‘March for Alaska’ set for Saturday; elder statesman Vic Fischer to speak

‘March for Alaska’ set for Saturday; elder statesman Vic Fischer to speak

nonpartisan group of Homer people have organized a “March for Alaska” event on Saturday, June 14. Our group is concerned about recent changes to oil taxation in Alaska as enacted by Senate Bill 21. We believe that the former tax structure of ACES provides more fairness to Alaskans.

Senate Bill 21 was enacted by a slim majority in last years’ legislative session. Even legislators who work directly for oil companies were allowed to vote in support of their companies’ higher profit margin. Those in support of SB 21 promise more jobs and more oil in the pipeline.

Problem is, the promise is not in writing, and is simply a political statement that is subject to the whim of the wind. Thus, the entire concept is suspect, because there is no performance guarantee.

 Soon after SB 21 passed the Legislature, a grassroots group of Alaskans hit the street with petitions that would provide for a vote on the issue.

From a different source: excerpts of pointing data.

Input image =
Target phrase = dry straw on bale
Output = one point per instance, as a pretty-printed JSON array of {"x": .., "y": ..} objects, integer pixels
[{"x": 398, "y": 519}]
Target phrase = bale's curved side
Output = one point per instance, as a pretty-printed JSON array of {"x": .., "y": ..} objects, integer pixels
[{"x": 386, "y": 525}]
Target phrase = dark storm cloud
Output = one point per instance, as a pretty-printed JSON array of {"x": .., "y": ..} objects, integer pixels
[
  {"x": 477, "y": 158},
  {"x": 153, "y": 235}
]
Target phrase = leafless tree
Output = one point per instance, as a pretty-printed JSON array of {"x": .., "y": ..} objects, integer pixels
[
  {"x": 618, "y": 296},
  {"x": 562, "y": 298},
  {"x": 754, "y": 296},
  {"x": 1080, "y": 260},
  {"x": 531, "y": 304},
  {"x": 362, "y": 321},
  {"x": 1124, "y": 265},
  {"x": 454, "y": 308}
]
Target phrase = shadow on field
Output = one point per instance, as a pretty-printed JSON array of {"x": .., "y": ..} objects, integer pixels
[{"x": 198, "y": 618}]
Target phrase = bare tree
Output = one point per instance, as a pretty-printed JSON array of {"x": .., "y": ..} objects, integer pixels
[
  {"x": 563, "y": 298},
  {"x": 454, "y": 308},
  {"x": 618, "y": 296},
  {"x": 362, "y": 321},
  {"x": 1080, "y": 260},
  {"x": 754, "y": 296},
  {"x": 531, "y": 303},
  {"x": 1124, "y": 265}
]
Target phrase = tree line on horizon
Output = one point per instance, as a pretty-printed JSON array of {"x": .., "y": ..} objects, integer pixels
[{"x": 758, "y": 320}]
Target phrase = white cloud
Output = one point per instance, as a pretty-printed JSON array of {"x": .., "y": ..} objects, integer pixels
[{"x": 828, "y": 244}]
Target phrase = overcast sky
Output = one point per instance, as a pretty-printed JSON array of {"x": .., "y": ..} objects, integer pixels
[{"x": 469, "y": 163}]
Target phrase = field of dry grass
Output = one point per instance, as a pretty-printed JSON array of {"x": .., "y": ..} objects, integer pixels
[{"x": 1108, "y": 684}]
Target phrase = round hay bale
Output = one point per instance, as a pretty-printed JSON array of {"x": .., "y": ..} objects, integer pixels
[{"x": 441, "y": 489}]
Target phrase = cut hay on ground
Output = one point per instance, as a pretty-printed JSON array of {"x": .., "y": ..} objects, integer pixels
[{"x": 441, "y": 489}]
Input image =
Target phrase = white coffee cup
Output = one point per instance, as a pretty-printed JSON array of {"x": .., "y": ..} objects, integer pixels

At stake is the “owner state” concept promulgated by former governors Hickel and Hammond, and by current candidate Bill Walker.

The idea is simple: Alaskans own the oil and ought to receive a fair benefit from the sale of it to oil producers. The Vote Yes group rightfully calls SB 21 a “giveaway,” because Alaskans’ share of revenue on the oil is being significantly reduced, with no guarantee of more production or more jobs in return. Alaskans are simply being taken advantage of. Talk to any legislator, and you will learn that dramatic budget cuts are on the near horizon. The unwarranted gift to oil companies by the legislature is projected to reduce income to Alaskans in the range of $2 billion per year when compared to the income that would have been received under the former ACES model.

 Future Alaska budgets will have to be trimmed dramatically. Education, roads, capital projects (and associated construction jobs) will suffer while the richest corporations on the planet create more profit for their shareholders. Will the Legislature be forced to raid the permanent fund? Possibly.Future state income tax? Maybe. 

People may have noticed the ambitious television campaign by the oil companies urging you to Vote No in the initiative. They brag about all the activity on the North Slope, and all the jobs activity. The truth of the matter is that activity on the North Slope that is being conducted in 2014 was on the drawing board and in the planning stages years ago.

Ever wondered why three or four major contributors would amass a warchest in excess of $10 million to flood the airwaves urging you to Vote No? Could it be that their bottom line will improve dramatically if SB 21 remains the law of the land — at the unnecessary expense of Alaskans? 

There is a disconnect between the goals of Conoco, Exxon, BP and others when contrasted to the goals and dreams of Wally Hickel, Jay Hammond and many Alaskans.The goal of the oil companies is to retain as much profit as possible for their corporation. I don’t say this in a particularly negative way, it is the nature of corporate bylaws all across the country. In contrast, the goal of the State of Alaska should be to retain as much benefit for its citizens as possible. These contrasting goals are at stake on Aug. 19, when initiative No. 1 appears on the ballot. 

 If you care to learn more, and to help our grassroots Vote Yes! campaign, please join us at WKFL Park in downtown Homer on Saturday (Alaska Flag Day) at 11 a.m. Vic Fischer, one of the last living authors of the Alaska Constitution will speak to us, and a “March for Alaska” will take place down Pioneer Avenue to the Legislative Affairs building. Music, good company, and an opportunity to show support for Alaska will be provided. Please join us.

Frank Mullen was raised on an Alaska homestead and is a financial planner and commercial fisherman who lives in Homer.